Convergence with Other Ageing Hallmarks

It is intriguing to note that several genes highlighted by our saliva clock intersect with other ageing hallmarks beyond epigenetics. For instance, ZYG11A relates to proteostasis (protein degradation), ELOVL2 to metabolic dysfunction (lipid changes), and GPR158 to altered intercellular communication (hormonal signalling). This suggests that epigenetic changes at these loci might be part of a broader network of ageing changes. Such convergence reinforces the concept that epigenetic clocks are tapping into fundamental ageing processes.

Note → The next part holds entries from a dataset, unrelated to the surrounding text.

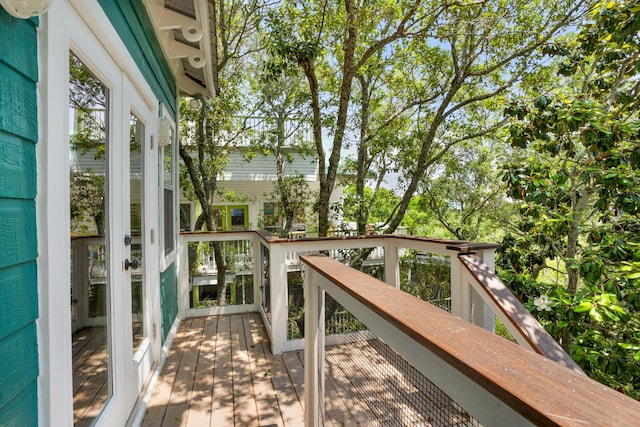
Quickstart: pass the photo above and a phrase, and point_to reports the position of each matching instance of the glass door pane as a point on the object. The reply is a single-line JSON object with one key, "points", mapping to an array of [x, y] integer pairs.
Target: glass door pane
{"points": [[88, 147], [136, 141]]}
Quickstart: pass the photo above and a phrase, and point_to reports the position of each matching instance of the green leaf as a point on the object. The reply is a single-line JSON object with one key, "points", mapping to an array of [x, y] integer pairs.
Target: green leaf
{"points": [[629, 346], [582, 307], [595, 315]]}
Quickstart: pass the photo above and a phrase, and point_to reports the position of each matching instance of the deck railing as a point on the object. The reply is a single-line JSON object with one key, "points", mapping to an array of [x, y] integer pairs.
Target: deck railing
{"points": [[272, 272], [485, 379]]}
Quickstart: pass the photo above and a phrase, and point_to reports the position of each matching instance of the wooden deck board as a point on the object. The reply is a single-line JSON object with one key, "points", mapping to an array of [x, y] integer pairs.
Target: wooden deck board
{"points": [[245, 410], [201, 397], [222, 399], [220, 372], [266, 400]]}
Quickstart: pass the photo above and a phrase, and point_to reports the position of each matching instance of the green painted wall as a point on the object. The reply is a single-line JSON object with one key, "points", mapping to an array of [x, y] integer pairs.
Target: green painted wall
{"points": [[18, 237], [168, 299], [130, 19]]}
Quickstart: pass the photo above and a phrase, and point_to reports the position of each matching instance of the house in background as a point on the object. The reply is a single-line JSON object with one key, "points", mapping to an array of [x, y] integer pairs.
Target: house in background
{"points": [[250, 204], [88, 233]]}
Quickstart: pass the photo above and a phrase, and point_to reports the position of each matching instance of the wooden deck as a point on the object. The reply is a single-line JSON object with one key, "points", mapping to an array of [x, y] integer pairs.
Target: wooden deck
{"points": [[90, 391], [220, 372]]}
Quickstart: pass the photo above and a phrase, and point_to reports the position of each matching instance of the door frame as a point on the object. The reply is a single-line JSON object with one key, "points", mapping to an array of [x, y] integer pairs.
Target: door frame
{"points": [[83, 25]]}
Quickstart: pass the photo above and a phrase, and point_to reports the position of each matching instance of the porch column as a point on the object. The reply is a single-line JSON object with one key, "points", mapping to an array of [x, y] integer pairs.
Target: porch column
{"points": [[313, 351], [460, 294], [279, 306]]}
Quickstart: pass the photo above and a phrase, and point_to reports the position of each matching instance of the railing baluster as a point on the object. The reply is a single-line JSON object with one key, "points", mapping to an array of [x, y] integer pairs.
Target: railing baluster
{"points": [[279, 309], [314, 352]]}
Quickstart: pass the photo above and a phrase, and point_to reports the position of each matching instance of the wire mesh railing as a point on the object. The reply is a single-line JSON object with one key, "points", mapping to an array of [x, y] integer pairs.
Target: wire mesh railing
{"points": [[384, 389]]}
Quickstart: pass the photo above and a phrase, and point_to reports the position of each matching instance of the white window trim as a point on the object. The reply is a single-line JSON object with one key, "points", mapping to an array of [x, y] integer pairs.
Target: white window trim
{"points": [[57, 28], [171, 257]]}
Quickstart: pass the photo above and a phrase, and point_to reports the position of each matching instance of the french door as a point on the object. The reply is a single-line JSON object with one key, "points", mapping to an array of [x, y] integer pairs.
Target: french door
{"points": [[109, 143]]}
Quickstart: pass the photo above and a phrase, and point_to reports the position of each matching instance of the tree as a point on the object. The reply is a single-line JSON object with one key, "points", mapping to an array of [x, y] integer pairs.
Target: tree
{"points": [[575, 256], [208, 131], [361, 31], [465, 193], [456, 59], [284, 106]]}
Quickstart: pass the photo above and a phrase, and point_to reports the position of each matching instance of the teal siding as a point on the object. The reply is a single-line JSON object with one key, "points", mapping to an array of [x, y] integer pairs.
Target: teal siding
{"points": [[20, 412], [168, 299], [18, 236], [130, 19]]}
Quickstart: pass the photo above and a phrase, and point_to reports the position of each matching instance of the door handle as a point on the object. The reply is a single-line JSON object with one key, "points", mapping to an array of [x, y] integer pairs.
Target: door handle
{"points": [[133, 264]]}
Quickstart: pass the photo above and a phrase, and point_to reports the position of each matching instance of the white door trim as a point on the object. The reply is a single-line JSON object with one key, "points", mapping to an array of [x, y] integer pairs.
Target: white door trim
{"points": [[83, 25]]}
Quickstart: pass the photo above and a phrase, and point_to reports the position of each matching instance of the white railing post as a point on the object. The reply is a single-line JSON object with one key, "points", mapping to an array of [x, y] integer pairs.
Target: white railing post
{"points": [[489, 317], [257, 270], [313, 351], [183, 276], [391, 263], [460, 294], [278, 295]]}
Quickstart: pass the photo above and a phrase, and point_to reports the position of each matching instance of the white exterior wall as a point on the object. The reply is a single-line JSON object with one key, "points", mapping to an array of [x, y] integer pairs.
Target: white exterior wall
{"points": [[253, 182]]}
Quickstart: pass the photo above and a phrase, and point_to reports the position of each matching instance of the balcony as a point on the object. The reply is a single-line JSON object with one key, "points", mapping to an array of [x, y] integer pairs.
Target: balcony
{"points": [[298, 318]]}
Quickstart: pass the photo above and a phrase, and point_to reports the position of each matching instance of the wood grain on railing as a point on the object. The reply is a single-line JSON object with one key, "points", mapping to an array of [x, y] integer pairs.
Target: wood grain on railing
{"points": [[541, 390], [514, 312]]}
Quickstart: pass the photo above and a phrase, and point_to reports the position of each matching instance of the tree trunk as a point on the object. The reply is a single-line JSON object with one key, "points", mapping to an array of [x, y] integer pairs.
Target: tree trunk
{"points": [[362, 167]]}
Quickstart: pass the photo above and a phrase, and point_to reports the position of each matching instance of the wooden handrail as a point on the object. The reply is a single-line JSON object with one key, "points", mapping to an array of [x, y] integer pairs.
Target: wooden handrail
{"points": [[515, 313], [541, 390]]}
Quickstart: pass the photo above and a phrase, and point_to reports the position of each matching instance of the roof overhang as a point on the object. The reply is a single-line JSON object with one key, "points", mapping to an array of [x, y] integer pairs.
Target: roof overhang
{"points": [[184, 31]]}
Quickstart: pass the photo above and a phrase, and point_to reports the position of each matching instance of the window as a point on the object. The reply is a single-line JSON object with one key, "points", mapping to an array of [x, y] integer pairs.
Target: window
{"points": [[185, 217], [165, 141]]}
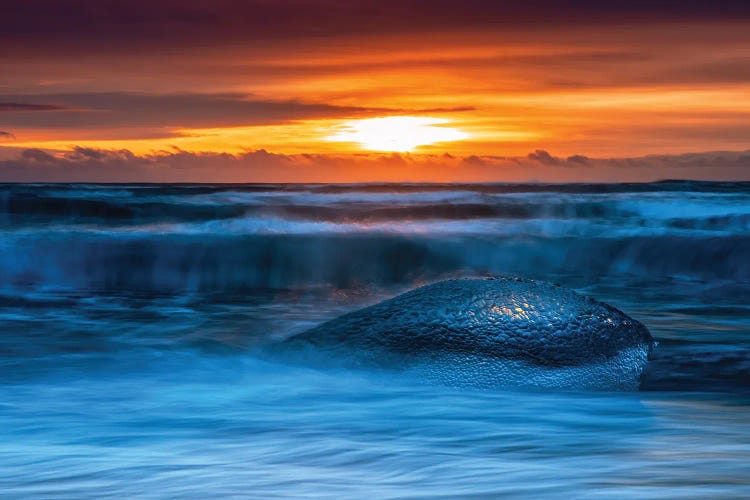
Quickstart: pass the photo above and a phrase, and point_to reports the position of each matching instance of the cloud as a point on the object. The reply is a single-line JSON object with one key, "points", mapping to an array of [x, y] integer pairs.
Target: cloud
{"points": [[170, 22], [93, 165], [23, 106], [127, 109]]}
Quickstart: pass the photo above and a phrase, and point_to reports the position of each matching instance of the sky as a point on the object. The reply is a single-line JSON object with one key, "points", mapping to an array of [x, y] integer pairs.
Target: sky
{"points": [[349, 91]]}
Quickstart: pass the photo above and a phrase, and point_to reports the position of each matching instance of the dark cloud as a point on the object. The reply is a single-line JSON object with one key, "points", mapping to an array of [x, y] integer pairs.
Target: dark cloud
{"points": [[23, 106], [93, 165], [196, 22], [122, 109]]}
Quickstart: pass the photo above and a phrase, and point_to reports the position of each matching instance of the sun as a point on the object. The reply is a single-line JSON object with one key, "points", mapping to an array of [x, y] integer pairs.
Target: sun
{"points": [[396, 133]]}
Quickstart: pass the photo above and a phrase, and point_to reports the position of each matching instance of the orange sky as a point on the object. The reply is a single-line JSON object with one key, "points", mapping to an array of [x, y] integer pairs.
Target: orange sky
{"points": [[634, 85]]}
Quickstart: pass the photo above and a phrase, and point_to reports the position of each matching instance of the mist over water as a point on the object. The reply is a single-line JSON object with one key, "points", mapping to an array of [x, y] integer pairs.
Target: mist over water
{"points": [[129, 315]]}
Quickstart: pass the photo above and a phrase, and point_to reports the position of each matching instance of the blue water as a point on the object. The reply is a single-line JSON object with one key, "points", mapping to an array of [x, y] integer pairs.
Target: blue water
{"points": [[129, 315]]}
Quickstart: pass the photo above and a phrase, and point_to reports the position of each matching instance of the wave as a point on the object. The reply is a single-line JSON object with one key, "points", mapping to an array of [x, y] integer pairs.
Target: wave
{"points": [[195, 262]]}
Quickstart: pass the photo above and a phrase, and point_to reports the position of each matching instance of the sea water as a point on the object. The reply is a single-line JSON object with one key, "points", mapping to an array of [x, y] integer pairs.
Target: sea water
{"points": [[129, 315]]}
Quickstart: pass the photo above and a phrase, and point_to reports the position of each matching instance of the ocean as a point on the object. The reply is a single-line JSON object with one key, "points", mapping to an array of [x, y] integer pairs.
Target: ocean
{"points": [[129, 315]]}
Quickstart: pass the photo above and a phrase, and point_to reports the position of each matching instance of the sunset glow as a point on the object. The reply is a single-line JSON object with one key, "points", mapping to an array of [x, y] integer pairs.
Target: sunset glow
{"points": [[396, 133], [467, 81]]}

In light of the above, our 10-CpG clock not only serves as a practical age estimator, but also a compact model of the ageing epigenome in saliva. Each CpG in the model could be viewed as a proxy for an “ageing module”—be it metabolic ageing (ELOVL2), neuroendocrine ageing (CHGA, GPR158), or replicative ageing (ZYG11A, OTUD7A). This is somewhat speculative, but future multi-omics studies (integrating methylation with transcriptomics and proteomics in saliva) could test these links. Saliva, interestingly, contains secreted factors from salivary glands and gingival crevices, so correlating saliva epigenetic age with saliva proteomic profiles (inflammation markers, etc.) would be an exciting angle.

5. Conclusions

This study identified that a novel epigenetic clock using just 10 CpG sites can effectively predict age in saliva DNA. The clock’s specificity to saliva underscores that tissue-tailored clocks can be developed to leverage the most informative markers for that tissue. While less complex than multi-tissue clocks, the 10-CpG model achieves a high correlation with age and offers practical advantages. Its constituent CpGs highlight key genes and pathways that may be entwined with the ageing process, such as lipid metabolism, neuroendocrine regulation, and cell-cycle control. The hypermethylation of these loci with age could serve as both a biomarker of ageing and a mechanistic clue to age-related dysfunction (e.g., hypertension, cognitive decline, or diabetes).

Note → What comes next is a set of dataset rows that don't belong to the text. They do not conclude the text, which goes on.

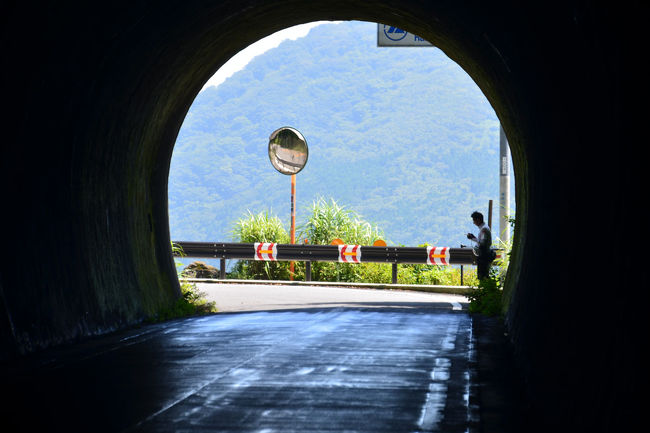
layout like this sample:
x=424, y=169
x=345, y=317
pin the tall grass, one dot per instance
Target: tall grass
x=326, y=221
x=261, y=227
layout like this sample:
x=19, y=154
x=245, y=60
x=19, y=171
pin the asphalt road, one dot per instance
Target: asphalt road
x=371, y=364
x=262, y=297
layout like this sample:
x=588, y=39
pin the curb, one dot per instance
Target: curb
x=454, y=290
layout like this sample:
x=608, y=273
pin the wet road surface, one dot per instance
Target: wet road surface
x=340, y=369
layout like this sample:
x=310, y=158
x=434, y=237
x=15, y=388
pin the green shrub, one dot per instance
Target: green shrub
x=192, y=302
x=260, y=228
x=486, y=298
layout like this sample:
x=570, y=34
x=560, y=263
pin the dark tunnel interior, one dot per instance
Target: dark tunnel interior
x=95, y=94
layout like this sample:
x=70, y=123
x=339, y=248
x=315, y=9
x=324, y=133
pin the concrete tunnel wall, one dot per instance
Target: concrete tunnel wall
x=95, y=94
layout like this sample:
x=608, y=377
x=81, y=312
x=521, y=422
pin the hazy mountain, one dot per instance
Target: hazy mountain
x=401, y=135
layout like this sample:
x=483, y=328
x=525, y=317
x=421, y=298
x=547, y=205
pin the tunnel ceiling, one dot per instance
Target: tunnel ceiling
x=95, y=94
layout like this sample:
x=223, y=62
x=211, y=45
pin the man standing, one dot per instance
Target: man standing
x=483, y=250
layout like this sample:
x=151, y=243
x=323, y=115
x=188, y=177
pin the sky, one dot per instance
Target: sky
x=241, y=59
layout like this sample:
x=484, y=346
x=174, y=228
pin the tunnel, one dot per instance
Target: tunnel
x=95, y=93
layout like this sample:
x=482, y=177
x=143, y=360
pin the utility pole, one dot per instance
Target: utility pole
x=504, y=186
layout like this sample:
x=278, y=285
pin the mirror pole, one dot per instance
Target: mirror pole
x=293, y=220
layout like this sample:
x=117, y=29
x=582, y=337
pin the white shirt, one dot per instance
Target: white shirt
x=484, y=236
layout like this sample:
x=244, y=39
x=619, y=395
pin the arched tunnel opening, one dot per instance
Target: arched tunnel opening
x=400, y=134
x=96, y=97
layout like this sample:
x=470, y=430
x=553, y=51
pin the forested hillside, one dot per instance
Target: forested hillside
x=401, y=135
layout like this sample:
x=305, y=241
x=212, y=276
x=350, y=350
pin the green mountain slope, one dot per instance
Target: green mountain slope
x=401, y=135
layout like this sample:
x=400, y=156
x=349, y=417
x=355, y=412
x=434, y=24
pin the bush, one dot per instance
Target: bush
x=260, y=228
x=192, y=301
x=486, y=299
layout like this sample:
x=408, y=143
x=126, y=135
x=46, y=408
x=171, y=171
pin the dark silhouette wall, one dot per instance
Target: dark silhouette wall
x=94, y=94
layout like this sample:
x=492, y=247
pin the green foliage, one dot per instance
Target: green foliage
x=404, y=136
x=191, y=303
x=329, y=220
x=486, y=298
x=326, y=221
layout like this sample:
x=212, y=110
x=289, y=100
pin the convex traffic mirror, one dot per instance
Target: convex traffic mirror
x=288, y=150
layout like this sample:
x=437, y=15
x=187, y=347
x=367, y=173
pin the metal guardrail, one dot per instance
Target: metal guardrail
x=327, y=253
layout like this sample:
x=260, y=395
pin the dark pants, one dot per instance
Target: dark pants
x=483, y=268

These findings encourage further research in several directions. First, external validation of the saliva clock in independent cohorts (possibly including younger children or very elderly individuals >90, as well as diverse ethnic groups) will be important to confirm its universality. Second, exploring modifications of the clock—for example, incorporating a few hypomethylated sites or adapting it to a semi-supervised model that can estimate “biological age”—could enhance its utility for predicting health outcomes. Third, investigating interventions (such as lifestyle changes) to see if they slow the tick of this epigenetic clock could provide insights into modifiable factors of ageing. If an intervention leads to a lower DNAm age than expected, this suggests a deceleration in epigenetic ageing. Given the non-invasive nature of saliva collection, this clock is well suited for longitudinal monitoring in large populations or clinical trials.

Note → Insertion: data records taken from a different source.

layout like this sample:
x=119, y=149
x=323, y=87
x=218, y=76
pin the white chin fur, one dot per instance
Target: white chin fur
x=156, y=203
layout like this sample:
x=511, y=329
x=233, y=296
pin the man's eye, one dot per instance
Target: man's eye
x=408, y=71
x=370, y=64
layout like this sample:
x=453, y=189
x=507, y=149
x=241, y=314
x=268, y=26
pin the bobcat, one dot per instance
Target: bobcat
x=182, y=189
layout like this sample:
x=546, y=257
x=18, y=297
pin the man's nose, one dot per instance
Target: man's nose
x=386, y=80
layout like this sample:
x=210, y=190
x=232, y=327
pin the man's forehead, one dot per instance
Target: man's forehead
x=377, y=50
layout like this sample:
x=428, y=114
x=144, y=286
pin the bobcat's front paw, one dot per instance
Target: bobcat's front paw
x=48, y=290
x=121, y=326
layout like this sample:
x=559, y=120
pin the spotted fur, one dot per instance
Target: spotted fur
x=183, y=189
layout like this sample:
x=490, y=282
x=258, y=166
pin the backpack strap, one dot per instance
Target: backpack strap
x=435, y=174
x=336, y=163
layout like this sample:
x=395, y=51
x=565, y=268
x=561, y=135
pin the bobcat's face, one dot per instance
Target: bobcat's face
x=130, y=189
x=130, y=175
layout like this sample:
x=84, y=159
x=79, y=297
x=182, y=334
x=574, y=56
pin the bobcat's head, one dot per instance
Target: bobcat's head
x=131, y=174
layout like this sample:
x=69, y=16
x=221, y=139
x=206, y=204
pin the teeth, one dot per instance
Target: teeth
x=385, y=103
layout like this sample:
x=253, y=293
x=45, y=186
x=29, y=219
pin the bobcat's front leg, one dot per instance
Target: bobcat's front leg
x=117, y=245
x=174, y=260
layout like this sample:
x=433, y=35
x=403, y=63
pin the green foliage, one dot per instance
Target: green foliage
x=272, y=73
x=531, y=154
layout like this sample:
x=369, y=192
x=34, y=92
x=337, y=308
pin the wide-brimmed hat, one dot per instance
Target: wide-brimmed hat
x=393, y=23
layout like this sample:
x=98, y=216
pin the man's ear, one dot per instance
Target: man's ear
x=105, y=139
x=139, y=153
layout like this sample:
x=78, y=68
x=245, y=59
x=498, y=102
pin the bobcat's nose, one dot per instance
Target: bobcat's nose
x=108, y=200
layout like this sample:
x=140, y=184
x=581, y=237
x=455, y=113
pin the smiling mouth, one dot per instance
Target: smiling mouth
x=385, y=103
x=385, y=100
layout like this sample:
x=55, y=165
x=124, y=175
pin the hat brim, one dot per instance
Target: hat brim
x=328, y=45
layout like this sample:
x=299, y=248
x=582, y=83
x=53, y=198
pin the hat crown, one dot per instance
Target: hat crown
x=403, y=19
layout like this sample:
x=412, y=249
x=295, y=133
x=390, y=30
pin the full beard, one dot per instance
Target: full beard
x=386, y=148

As a final note, the 10-CpG saliva epigenetic clock represents a step toward more accessible epigenetic age assessment. Its development illustrates that even as few as ten methylation sites, when carefully chosen, carry substantial information about the ageing state of an individual. This paves the way for cost-effective epigenetic clocks that could be deployed in routine healthcare or forensic investigations. Moreover, the specific CpGs in the clock offer a compact window into the biological changes accompanying ageing, pointing to candidate genes that merit further study in the quest to understand and perhaps ameliorate human ageing.